The Socialists, as you might expect, are charge that ordinary workers are being forced to bear the brunt of financial crisis. President Nicolas Sarkozy of the center-right Union for a People's Movement party points to the gaping $41 billion shortfall in this year's payroll tax revenues and says that France simply cannot afford to continue its current retirement policy.
Just like “Les Miserables,” there'll be strikes and passionate picketing and mobs of angry French workers. In the end, there'll be some kind of compromise (61½ anyone?) and all those Sauvignon-besotted Frenchmen still will be retiring years ahead of us hard-working Americans.
But before we start strutting around with our red, white and blue sense of superiority, let's step back and look realistically at our own sense of entitlement.
If you substitute dollars for euros, Americans are just as ridiculous as the French. While we're worried about the ballooning federal deficit, we still want low taxes, cheap mortgages and ever-increasing government pensions (Social Security).

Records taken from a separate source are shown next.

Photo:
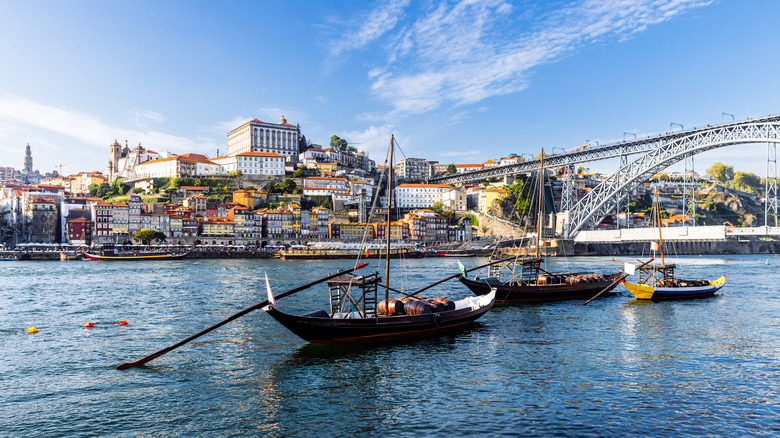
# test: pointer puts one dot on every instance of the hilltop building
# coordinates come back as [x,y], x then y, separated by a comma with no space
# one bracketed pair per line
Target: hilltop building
[258,136]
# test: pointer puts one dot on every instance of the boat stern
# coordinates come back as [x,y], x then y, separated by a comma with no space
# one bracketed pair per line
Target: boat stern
[639,291]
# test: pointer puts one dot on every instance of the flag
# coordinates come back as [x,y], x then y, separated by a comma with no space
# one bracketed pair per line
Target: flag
[270,294]
[462,269]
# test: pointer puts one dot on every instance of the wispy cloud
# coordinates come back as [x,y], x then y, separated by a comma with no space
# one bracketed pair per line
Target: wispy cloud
[86,129]
[143,117]
[466,51]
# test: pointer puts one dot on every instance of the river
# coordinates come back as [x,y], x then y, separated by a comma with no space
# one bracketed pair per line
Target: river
[616,367]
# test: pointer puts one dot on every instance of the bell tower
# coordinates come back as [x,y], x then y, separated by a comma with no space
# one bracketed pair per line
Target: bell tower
[28,159]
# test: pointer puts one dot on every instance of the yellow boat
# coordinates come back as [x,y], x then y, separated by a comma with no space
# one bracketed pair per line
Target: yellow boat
[648,292]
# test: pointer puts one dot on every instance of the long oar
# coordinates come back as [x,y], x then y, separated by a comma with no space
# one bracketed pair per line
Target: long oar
[455,275]
[618,280]
[237,315]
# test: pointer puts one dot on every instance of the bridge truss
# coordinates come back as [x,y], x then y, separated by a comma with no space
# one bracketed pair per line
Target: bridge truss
[667,150]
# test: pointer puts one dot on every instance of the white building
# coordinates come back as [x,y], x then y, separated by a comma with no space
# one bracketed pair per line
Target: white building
[410,196]
[413,169]
[258,136]
[179,166]
[252,163]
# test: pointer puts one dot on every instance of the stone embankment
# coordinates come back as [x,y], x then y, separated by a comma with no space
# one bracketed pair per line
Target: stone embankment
[198,254]
[562,248]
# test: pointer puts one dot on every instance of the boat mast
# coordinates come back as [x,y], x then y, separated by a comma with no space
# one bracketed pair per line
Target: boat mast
[539,212]
[387,225]
[658,216]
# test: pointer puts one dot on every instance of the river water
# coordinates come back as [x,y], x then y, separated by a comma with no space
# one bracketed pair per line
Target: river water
[616,367]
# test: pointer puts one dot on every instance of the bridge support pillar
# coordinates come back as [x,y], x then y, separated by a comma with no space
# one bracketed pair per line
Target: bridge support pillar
[770,192]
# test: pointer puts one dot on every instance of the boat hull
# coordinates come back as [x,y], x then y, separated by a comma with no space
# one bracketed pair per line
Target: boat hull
[116,258]
[519,294]
[320,328]
[646,292]
[320,255]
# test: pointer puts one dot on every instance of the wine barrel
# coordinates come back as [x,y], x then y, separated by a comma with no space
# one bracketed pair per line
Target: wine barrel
[417,308]
[449,304]
[436,306]
[396,307]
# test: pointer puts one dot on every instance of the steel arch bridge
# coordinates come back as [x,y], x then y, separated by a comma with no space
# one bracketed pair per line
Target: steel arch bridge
[667,150]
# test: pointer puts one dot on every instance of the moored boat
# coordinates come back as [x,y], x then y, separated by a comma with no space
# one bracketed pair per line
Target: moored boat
[358,316]
[108,253]
[696,289]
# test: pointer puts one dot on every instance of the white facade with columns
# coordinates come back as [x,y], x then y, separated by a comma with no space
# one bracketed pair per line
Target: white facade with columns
[258,136]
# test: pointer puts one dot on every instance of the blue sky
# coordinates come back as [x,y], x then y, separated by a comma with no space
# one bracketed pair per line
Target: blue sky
[455,81]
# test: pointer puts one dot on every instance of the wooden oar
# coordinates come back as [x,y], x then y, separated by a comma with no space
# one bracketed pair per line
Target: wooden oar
[619,279]
[235,316]
[413,294]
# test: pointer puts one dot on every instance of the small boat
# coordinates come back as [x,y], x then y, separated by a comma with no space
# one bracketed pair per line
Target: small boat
[109,254]
[317,253]
[524,281]
[657,282]
[680,289]
[356,315]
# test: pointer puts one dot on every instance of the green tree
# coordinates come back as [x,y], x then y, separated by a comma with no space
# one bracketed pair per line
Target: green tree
[147,236]
[720,172]
[747,182]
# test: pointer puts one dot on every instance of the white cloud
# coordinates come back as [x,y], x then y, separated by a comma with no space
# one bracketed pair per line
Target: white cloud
[63,132]
[466,51]
[143,117]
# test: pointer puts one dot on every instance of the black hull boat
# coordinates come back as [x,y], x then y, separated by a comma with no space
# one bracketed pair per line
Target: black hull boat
[507,293]
[321,327]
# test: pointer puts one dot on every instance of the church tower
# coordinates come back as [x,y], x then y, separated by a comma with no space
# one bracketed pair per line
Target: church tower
[28,159]
[115,154]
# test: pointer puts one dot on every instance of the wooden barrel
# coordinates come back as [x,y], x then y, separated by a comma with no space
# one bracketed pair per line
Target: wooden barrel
[396,307]
[449,304]
[436,306]
[417,308]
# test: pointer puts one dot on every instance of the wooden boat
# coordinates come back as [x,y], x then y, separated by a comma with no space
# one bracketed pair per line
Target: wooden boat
[657,282]
[109,254]
[698,289]
[354,317]
[527,283]
[524,281]
[335,253]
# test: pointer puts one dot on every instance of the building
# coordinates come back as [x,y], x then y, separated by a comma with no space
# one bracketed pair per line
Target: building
[79,231]
[122,161]
[488,196]
[252,164]
[413,169]
[412,196]
[179,166]
[258,136]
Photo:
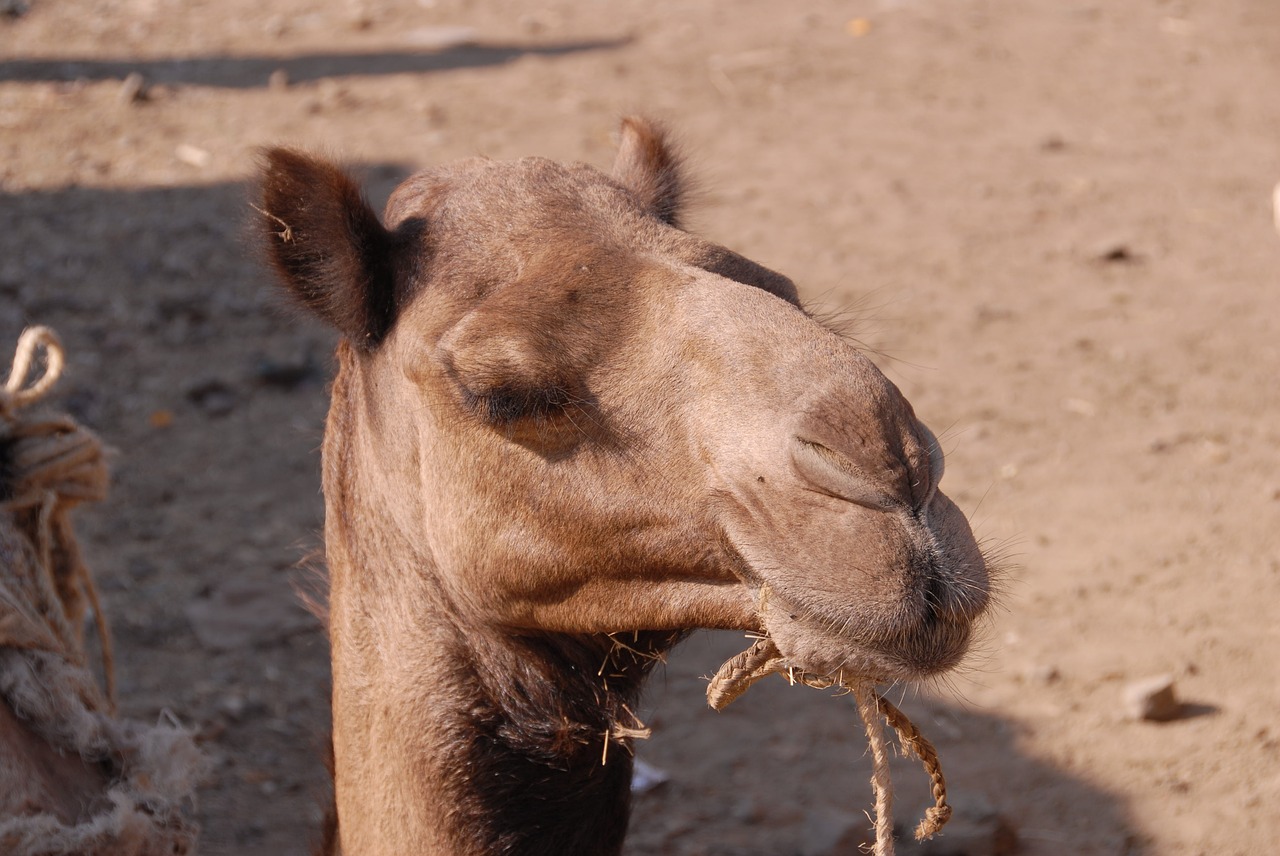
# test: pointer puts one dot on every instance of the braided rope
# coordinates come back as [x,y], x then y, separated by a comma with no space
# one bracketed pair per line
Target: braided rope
[763,658]
[53,465]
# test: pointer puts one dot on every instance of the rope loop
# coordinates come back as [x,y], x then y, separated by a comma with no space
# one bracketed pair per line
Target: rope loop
[16,394]
[736,676]
[49,463]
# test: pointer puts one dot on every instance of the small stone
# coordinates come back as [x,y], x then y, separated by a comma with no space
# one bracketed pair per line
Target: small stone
[647,777]
[1043,674]
[1116,253]
[214,397]
[133,88]
[243,614]
[835,833]
[1080,407]
[286,374]
[442,37]
[1152,699]
[192,155]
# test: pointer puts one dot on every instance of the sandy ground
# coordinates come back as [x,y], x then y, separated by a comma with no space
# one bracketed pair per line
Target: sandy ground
[1050,220]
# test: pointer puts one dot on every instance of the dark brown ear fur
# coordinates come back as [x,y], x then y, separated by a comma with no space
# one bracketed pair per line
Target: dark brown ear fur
[328,247]
[649,166]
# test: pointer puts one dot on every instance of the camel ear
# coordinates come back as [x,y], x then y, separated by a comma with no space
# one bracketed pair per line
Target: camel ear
[649,166]
[328,247]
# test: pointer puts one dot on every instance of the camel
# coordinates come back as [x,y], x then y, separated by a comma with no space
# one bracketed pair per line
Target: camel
[565,433]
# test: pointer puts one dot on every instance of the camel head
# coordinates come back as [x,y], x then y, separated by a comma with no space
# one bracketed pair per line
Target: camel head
[581,419]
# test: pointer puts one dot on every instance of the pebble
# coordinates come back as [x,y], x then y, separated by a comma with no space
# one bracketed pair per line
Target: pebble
[1042,674]
[245,613]
[214,397]
[192,155]
[1115,253]
[284,374]
[830,832]
[1152,699]
[133,88]
[647,777]
[442,37]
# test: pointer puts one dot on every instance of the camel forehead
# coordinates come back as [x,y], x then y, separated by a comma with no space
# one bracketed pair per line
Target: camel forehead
[481,198]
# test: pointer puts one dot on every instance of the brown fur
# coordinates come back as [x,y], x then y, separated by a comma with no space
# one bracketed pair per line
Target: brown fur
[560,424]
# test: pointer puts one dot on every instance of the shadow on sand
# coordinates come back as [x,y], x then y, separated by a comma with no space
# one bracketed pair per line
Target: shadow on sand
[248,72]
[784,769]
[150,285]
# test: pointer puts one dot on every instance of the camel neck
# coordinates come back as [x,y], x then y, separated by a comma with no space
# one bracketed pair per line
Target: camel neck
[544,742]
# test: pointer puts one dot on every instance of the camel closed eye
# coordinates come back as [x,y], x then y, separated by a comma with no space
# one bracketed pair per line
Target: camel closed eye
[508,403]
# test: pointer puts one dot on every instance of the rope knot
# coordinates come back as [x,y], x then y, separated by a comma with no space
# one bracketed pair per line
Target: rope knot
[763,659]
[49,463]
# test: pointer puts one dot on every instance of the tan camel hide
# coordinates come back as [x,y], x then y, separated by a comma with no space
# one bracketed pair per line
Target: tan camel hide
[563,433]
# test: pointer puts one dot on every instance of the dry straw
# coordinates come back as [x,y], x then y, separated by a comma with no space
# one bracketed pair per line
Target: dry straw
[763,659]
[49,465]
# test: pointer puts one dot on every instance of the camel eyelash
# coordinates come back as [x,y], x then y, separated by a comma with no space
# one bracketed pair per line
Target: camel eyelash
[507,404]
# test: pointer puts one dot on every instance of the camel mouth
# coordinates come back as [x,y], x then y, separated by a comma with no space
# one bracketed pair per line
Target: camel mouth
[862,646]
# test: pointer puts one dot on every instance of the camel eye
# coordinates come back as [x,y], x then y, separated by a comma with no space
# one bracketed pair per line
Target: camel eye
[506,404]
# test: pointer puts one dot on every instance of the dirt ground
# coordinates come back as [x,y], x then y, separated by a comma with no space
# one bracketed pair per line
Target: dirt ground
[1051,220]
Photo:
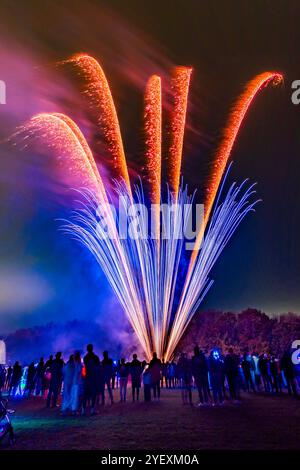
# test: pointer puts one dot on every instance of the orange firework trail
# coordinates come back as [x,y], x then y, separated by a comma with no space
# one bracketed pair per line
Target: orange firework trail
[180,88]
[101,99]
[152,118]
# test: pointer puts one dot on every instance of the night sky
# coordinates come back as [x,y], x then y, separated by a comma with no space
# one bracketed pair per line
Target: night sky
[44,276]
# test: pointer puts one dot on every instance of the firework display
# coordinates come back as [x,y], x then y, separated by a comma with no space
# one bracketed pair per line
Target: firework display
[145,271]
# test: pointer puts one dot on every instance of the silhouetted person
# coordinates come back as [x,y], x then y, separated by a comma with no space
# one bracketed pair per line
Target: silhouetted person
[123,372]
[91,363]
[68,378]
[135,372]
[171,374]
[155,373]
[275,374]
[77,386]
[15,378]
[49,362]
[8,378]
[287,367]
[184,371]
[39,376]
[147,384]
[56,371]
[200,374]
[30,379]
[247,369]
[164,368]
[2,378]
[216,373]
[107,364]
[264,365]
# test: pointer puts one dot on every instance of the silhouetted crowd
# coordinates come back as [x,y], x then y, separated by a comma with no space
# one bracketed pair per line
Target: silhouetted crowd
[81,384]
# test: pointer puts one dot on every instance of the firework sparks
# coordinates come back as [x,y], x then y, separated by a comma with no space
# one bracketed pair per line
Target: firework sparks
[152,117]
[230,133]
[180,88]
[62,136]
[99,94]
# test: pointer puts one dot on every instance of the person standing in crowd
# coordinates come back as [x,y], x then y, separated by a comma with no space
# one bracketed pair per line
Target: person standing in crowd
[77,385]
[287,366]
[171,374]
[91,362]
[100,384]
[39,377]
[15,378]
[184,371]
[257,375]
[231,367]
[68,379]
[200,374]
[216,373]
[164,367]
[147,384]
[2,378]
[30,380]
[247,367]
[49,362]
[135,372]
[107,364]
[123,373]
[114,376]
[56,371]
[275,374]
[8,378]
[155,373]
[263,365]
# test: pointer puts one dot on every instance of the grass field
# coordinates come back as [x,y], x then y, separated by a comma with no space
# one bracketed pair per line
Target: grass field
[259,422]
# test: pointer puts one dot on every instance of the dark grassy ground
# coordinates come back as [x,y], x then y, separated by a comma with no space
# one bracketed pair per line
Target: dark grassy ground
[260,422]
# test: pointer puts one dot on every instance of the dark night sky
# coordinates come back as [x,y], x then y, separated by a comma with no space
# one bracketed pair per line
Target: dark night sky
[44,276]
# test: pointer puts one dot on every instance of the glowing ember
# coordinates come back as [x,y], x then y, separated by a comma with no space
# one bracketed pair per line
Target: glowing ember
[143,272]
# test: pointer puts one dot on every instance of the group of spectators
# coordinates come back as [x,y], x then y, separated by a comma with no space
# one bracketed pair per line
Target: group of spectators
[84,383]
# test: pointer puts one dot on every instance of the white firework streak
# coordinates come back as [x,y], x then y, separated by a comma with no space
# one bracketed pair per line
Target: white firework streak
[144,272]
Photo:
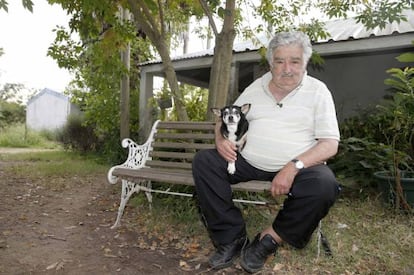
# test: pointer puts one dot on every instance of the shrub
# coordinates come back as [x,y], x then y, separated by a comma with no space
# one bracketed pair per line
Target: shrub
[77,136]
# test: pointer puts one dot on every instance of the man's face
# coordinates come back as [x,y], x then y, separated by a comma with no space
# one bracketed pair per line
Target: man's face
[288,66]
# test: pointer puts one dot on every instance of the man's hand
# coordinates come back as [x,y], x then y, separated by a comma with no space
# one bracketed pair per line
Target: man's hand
[226,149]
[283,180]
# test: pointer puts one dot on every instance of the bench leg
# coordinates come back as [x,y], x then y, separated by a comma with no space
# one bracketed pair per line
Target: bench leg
[128,188]
[148,185]
[322,240]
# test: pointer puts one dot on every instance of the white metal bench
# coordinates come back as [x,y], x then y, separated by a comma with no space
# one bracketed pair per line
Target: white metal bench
[166,158]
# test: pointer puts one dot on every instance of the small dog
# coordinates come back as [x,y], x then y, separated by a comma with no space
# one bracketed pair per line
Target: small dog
[234,126]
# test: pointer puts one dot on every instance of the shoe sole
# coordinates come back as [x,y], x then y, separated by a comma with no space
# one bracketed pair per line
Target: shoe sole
[247,268]
[229,263]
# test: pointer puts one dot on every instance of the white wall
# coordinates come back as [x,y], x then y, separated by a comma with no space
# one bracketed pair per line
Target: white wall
[47,111]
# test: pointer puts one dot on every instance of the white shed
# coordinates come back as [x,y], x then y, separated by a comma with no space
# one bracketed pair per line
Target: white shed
[49,110]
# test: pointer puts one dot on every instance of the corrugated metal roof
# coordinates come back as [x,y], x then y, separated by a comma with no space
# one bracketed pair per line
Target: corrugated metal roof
[339,30]
[347,29]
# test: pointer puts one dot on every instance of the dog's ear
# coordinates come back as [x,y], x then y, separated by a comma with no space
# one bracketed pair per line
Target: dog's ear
[245,108]
[216,111]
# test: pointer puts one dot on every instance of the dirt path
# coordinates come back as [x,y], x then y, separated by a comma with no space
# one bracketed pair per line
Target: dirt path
[64,228]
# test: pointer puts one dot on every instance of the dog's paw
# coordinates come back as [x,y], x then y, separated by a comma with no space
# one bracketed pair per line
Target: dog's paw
[231,168]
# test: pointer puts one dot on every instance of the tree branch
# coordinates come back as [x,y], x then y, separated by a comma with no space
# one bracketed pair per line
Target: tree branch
[209,16]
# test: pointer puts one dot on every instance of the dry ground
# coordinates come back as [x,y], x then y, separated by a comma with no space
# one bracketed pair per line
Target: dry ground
[62,226]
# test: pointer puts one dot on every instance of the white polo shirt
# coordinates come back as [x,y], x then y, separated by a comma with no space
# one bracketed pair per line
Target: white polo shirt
[279,133]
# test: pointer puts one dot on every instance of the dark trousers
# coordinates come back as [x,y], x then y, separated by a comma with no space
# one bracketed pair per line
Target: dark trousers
[313,192]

Yes, the political right in America has been warning about our profligate spending for some time. But once in power, Republicans, who traditionally have been the party of fiscal responsibility, turn out to be as liberal on the spending front as Democrats — yet they are reluctant to pay for their largesse through higher taxes.
The left, of course, defines wealth as any earned income above the minimum wage and doesn't mind taxes intended to soak the rich. But Democrats ignore the fact that income of $75,000 in practically every state other than Wyoming or Mississippi puts families solidly in the getting-by class, not the Nancy Pelosi class. And they refuse to accept that small businesses, where many owners make six-figure incomes, are the engine of job and wealth creation.
Since it's in the interests of Republicans to talk about tax-and-spend Democrats, and since it's in the interests of Democrats to talk about tax-cuts-for-the-rich Republicans, it's in no politician's interest to talk about the reality of America's fiscal plight.
The electoral successes of the Tea Party are a sign that many Americans are concerned about runaway government spending. The big test will come when we are handed the bill for our profligacy in the form of higher taxes AND cuts to favorite programs (Social Security, Medicare, lavish public sector pensions, corporate subsidies and bridges to nowhere).
If life imitates art, will we act like John Wayne — or Inspector Clouseau?